[PATCH mainline-linux] thermal/core: Populate max_state before setting up cooling dev sysfs

Ovidiu Panait posted 1 patch 4 days, 4 hours ago
drivers/thermal/thermal_core.c | 4 ++--
1 file changed, 2 insertions(+), 2 deletions(-)
[PATCH mainline-linux] thermal/core: Populate max_state before setting up cooling dev sysfs
Posted by Ovidiu Panait 4 days, 4 hours ago
Since commit 13f4e660a126 ("thermal/core:
Split __thermal_cooling_device_register() into two functions"),
thermal_cooling_device_setup_sysfs() is called before the
->get_max_state() callback in thermal_cooling_device_add().
However, cooling_device_stats_setup() allocates space based on
cdev->max_state, which is not initialized at that point.

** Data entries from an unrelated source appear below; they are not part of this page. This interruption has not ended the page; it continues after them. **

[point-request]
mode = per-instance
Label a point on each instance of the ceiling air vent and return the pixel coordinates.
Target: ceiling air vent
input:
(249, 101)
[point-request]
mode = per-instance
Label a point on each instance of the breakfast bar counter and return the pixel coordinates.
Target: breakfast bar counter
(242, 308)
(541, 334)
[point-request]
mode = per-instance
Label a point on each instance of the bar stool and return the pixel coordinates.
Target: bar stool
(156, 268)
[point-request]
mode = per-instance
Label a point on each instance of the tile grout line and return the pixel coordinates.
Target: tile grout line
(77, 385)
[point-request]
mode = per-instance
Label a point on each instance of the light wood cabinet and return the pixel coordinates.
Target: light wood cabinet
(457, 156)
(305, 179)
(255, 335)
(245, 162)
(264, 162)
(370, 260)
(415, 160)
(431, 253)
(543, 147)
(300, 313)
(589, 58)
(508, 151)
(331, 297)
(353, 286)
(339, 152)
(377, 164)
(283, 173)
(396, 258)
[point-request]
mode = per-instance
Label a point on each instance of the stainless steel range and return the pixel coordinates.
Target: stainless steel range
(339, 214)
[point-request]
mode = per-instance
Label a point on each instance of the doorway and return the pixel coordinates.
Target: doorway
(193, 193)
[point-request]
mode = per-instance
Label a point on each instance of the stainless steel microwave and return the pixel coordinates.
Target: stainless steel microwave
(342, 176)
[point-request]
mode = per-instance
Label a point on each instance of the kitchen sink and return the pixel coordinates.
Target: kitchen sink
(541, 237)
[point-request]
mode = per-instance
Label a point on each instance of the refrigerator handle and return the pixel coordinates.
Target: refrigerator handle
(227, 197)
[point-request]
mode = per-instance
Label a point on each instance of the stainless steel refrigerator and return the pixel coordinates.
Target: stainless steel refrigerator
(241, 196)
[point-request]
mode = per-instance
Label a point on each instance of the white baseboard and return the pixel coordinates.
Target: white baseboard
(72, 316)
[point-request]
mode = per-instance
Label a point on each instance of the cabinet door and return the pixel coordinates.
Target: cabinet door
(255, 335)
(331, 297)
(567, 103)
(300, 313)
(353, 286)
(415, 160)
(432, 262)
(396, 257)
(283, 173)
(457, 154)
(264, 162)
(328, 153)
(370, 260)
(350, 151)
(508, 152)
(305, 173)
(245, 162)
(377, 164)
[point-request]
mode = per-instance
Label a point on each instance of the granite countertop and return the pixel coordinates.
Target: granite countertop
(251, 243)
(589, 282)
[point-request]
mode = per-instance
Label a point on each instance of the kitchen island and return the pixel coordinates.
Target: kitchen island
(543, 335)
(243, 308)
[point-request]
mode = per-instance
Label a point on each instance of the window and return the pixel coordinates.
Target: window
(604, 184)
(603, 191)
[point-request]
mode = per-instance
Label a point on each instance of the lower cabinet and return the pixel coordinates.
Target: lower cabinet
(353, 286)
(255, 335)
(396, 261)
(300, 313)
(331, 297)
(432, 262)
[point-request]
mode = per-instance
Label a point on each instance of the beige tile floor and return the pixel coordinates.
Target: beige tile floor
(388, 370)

With CONFIG_THERMAL_STATISTICS=y, an out of bounds access happens
inside thermal_cooling_device_stats_update(), followed by a kernel
crash:

Unable to handle kernel paging request at virtual address ffff800081329e60
Call trace:
 queued_spin_lock_slowpath+0x1cc/0x320 (P)
 thermal_cooling_device_stats_update+0x28/0xa4
 __thermal_cdev_update+0x74/0x88
 thermal_cdev_update+0x44/0x58
 step_wise_manage+0x1b8/0x300
 __thermal_zone_device_update+0x270/0x414
 thermal_zone_device_check+0x28/0x40
 process_one_work+0x150/0x290
 worker_thread+0x18c/0x300
 kthread+0x114/0x120
 ret_from_fork+0x10/0x20

To fix this, restore the original ordering of ->get_max_state() and
thermal_cooling_device_setup_sysfs(). Note that with this reordering,
the dev_set_name() and ->get_max_state() error paths now reach
thermal_cdev_release() without setup_sysfs() having run. This is safe
because cdev->stats is NULL in that case and destroy_sysfs() is a no-op.

Fixes: 13f4e660a126 ("thermal/core: Split __thermal_cooling_device_register() into two functions")
Signed-off-by: Ovidiu Panait <ovidiu.panait.rb@renesas.com>
---
 drivers/thermal/thermal_core.c | 4 ++--
 1 file changed, 2 insertions(+), 2 deletions(-)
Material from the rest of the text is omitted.